Scott White, do Instituto Beckman da Universidade de Illinois, opina que o conserto em equipamentos esportivos e aeronáuticos, por exemplo, é um "alvo de médio prazo" para a ciência.
Segundo ele, todo o conceito de autoconserto tem despertado grande interesse na última década, com cerca de 200 estudos acadêmicos publicados a respeito no ano passado. Há projetos em direções distintas, como polímeros e compostos que se autorreparam.
Aviões com cicatrização
A inspiração, em alguns casos, é o sistema vascular humano, que depende de uma rede capilar para transportar agentes curativos ao local de feridas no corpo. Ao mesmo tempo, exploram a natureza reversível de alguns compostos químicos para incorporar neles essas habilidades curativas.
Que o conceito de usar veias artificiais para permitir que materiais se autoconsertem é viável ficou bem demonstrado em um trabalho apresentado em Janeiro deste ano, pelo próprio grupo da Universidade de Illinois.
Bond, por sua vez, está desenvolvendo uma rede vascular baseada em fibras ocas, que transmitiriam agentes curativos por meio de polímeros. Sua ideia final é "uma aeronave autocurativa".
Seu colega Christopher Semprimoschnig quer mais, e já fala em construir uma espaçonave capaz de se autoconsertar do impacto de meteoritos ou lixo espacial.
Tamara Dikic, da Universidade de Tecnologia de Eindhoven, na Holanda, propõe o uso dos materiais que se autoconsertam em aplicações mais práticas e imediatas: carros que não precisam ser lavados e celulares sem manchas de dedo.
A ideia de imitar a cicatrização biológica é minimizar danos em elementos estruturais de aviões, que podem ser alvo de rachaduras.

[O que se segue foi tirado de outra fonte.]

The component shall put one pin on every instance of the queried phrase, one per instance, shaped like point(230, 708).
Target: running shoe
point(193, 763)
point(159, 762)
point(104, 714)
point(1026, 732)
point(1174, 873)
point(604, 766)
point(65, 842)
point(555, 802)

Bond continua trabalhando para superar alguns obstáculos enfrentados por sistemas vasculares: passar de microcápsulas para uma rede bi ou tridimensional, por exemplo, é um grande desafio industrial. Outro problema é garantir e controlar o fluxo do líquido curativo pelo material.
"No caso do sangue, ele só coagula quando está fora da veia", diz o professor. "Queremos algo assim, já que o perigo de compostos químicos simples é de que ele solidifique toda a rede capilar."